Il aura fallu attendre la 19è étape du Tour entre Sallanches et Megève pour vraiment vibrer. Pour que les coureurs, Romain Bardet en tête, nous rendent « notre » Tour de France. Celui où on frissonne. Celui ou l’émotion surgit à chaque coup de pédale. Celui qui fait qu’on aime ce sport plus que tout car il est à l’image de la vie, avec ses coups durs et ses joies intenses, ses pénitences et ses délivrances. Il ne faut voir dans ces propos aucun sadisme qui consisterait à prendre plaisir aux drames petits et grands qui ont émaillé l’étape quand la fatigue puis la pluie ont mis hors course Tom Dumoulin ou Dany Navaro, ou fait lourdement chuter Pierre Roland puis le maillot jaune contraint de changer de vélo « à l’arrache ». Non, si l’émotion était au rendez-vous, c’est que Bardet a bousculé les codes de la prudence pour tout miser sur l’audace. Avec l’instinct du chasseur, il s’est affranchi de la dictature douce des oreillettes, des ordres donnés à distance par des directeurs sportifs érigés en petits Napoléon branchés sur la fréquence musculaire de leurs petits soldats casqués.
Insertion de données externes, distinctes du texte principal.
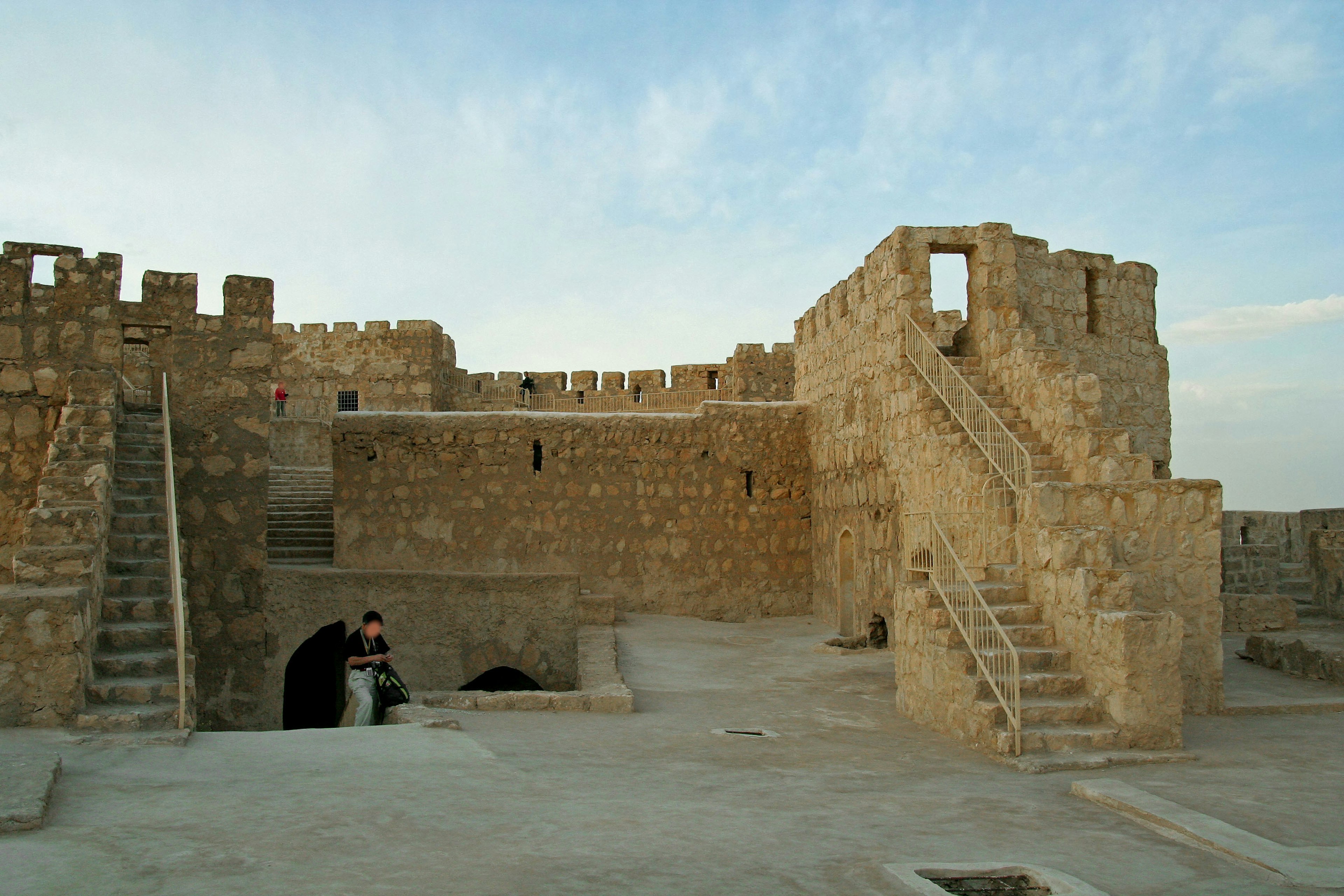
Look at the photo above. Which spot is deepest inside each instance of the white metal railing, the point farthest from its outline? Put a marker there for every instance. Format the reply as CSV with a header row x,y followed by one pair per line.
x,y
1007,456
132,393
928,550
179,620
642,402
319,409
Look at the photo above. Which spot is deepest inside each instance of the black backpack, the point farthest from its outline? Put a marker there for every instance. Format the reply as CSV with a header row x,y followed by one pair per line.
x,y
392,690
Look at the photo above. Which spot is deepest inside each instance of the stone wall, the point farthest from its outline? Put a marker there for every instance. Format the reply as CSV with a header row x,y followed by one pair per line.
x,y
1138,600
300,442
1150,548
760,375
652,508
444,628
1326,551
49,617
402,369
221,379
1283,531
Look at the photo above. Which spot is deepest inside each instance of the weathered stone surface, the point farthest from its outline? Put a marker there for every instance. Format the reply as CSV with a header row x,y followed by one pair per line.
x,y
651,508
1259,612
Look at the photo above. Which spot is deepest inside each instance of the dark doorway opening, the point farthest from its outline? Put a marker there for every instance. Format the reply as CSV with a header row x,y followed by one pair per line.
x,y
315,680
502,679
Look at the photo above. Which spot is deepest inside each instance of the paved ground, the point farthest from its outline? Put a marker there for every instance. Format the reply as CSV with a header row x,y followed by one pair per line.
x,y
560,804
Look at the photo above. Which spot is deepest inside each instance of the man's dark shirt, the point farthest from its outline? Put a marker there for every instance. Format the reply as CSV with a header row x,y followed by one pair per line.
x,y
355,647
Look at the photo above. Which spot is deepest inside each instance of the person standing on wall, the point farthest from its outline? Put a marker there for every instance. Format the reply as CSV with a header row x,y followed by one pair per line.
x,y
363,648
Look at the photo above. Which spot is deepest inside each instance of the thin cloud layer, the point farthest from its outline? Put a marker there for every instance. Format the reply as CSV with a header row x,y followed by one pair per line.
x,y
1248,323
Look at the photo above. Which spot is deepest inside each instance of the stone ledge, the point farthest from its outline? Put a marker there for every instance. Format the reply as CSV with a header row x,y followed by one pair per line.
x,y
26,786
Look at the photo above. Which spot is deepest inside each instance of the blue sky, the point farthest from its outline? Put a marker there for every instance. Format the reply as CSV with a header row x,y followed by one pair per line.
x,y
617,186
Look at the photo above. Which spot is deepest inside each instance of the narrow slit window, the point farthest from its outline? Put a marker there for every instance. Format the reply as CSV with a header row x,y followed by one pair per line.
x,y
1093,312
45,271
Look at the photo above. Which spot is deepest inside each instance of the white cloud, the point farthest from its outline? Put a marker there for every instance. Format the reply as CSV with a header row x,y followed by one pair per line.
x,y
1246,323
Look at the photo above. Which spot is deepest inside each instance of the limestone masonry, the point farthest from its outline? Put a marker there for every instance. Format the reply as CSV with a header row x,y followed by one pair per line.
x,y
961,489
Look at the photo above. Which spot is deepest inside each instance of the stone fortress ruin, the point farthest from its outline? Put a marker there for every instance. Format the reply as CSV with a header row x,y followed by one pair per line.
x,y
987,496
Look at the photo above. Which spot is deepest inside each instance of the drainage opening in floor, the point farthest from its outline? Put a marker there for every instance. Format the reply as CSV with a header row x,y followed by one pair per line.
x,y
999,884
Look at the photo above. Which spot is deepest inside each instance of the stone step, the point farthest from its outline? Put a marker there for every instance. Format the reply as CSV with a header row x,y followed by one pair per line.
x,y
1029,660
281,518
316,543
135,585
138,691
1019,636
144,487
139,504
1061,738
138,567
140,523
136,664
135,636
128,452
1045,711
128,716
138,609
146,546
299,554
1007,614
1040,684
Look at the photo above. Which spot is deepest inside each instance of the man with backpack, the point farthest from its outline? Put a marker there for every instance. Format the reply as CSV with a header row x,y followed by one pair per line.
x,y
363,648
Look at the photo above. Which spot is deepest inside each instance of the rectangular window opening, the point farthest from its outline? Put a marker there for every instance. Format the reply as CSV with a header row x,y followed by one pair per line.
x,y
949,282
45,271
1093,312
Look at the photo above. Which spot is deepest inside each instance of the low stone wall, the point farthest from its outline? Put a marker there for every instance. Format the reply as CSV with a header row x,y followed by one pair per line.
x,y
1120,558
300,442
1303,653
1327,565
698,514
1259,612
444,628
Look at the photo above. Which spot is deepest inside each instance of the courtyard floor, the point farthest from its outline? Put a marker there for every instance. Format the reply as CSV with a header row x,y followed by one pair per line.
x,y
557,804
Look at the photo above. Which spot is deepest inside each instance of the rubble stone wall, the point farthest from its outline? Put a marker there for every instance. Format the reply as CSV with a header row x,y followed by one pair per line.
x,y
652,508
402,369
221,381
444,628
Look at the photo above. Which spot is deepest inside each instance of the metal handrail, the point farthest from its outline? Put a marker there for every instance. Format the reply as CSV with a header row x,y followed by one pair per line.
x,y
929,550
643,402
175,565
1006,455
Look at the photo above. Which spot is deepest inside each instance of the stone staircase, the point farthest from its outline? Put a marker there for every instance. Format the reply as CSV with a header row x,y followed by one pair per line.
x,y
1057,715
1295,581
135,683
299,516
1045,465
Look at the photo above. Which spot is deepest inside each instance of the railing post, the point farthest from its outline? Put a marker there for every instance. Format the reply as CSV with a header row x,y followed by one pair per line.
x,y
175,564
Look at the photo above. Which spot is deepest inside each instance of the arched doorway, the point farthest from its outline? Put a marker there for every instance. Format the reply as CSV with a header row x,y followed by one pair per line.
x,y
502,679
315,680
845,583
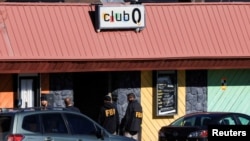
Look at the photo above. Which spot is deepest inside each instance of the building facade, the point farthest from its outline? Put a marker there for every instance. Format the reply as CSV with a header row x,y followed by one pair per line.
x,y
187,58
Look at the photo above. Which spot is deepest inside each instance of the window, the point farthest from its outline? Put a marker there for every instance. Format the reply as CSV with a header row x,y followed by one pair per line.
x,y
227,121
243,120
31,123
54,123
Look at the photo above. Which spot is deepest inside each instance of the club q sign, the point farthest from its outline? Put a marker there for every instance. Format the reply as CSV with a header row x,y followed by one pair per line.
x,y
120,17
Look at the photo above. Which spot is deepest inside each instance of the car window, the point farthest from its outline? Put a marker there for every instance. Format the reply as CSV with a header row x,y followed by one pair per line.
x,y
54,123
5,122
31,123
227,121
81,125
189,121
243,120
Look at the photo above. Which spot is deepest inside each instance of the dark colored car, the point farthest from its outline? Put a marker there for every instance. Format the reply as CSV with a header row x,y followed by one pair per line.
x,y
194,127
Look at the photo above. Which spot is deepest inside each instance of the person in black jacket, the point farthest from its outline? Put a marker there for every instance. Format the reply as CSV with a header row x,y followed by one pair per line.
x,y
108,116
132,119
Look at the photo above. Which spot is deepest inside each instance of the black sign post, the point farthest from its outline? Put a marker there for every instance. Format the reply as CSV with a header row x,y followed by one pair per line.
x,y
166,93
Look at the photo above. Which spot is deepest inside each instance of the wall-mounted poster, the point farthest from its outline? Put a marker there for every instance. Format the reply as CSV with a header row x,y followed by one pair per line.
x,y
166,93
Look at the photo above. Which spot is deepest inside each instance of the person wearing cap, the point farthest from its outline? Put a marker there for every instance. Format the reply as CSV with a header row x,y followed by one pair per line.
x,y
132,120
44,102
108,116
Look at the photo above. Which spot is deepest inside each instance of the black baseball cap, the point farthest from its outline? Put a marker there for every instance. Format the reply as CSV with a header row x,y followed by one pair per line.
x,y
107,98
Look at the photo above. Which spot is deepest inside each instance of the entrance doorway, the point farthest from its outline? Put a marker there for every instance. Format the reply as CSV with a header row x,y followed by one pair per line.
x,y
89,90
28,90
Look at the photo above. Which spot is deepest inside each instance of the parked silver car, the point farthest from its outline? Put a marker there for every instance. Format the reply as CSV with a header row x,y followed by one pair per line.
x,y
56,124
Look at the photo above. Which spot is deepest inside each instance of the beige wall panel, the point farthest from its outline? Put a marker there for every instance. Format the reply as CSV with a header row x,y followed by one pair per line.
x,y
152,124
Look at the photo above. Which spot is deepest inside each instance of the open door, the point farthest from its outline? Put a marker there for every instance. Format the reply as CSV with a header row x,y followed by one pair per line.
x,y
28,90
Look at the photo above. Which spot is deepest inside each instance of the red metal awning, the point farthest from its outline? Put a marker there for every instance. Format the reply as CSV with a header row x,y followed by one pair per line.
x,y
36,33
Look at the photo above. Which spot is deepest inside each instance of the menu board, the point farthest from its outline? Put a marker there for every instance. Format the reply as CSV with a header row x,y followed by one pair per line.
x,y
166,93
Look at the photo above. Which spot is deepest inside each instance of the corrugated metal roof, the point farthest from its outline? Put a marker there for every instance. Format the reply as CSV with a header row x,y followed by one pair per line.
x,y
49,31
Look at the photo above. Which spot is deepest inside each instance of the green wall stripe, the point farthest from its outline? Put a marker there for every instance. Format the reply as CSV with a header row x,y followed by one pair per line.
x,y
236,96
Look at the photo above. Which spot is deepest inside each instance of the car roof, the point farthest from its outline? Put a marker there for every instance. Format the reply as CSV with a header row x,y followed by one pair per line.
x,y
12,111
212,113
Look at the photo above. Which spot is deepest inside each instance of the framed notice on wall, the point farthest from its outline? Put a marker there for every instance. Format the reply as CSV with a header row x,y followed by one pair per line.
x,y
166,93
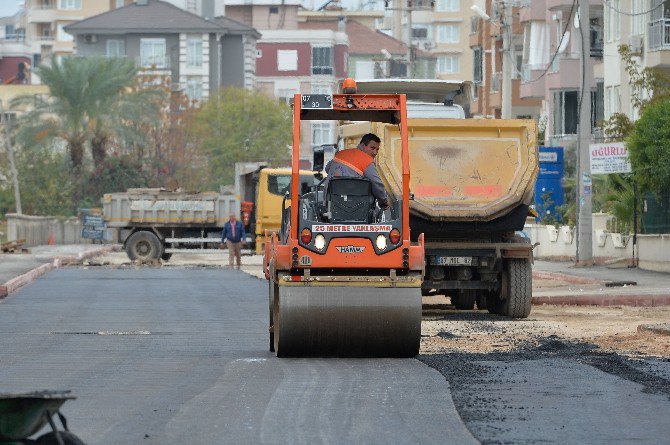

L’homme de tête n’en a fait qu’à sa tête, et il a eu cent fois raison d’écouter ce que lui dictait son cœur. Sans doute a-t-il pensé victoire d’étape, sans doute a t-il appuyé plus fort encore sur les pédales en entrevoyant la deuxième marche du podium à Paris. Mais surtout, il s’est donné sans compter, sans calcul, risquant le tout pour le tout ou plutôt, le tout pour le Tour. Qu’il soit français ajoute de la valeur au tableau d’honneur. Le jeune coureur de 25 ans a redonné des couleurs à un cyclisme qui en manquait depuis l’abandon de Pinot. Il a aussi montré qu’on pouvait courir et gagner avec ses tripes.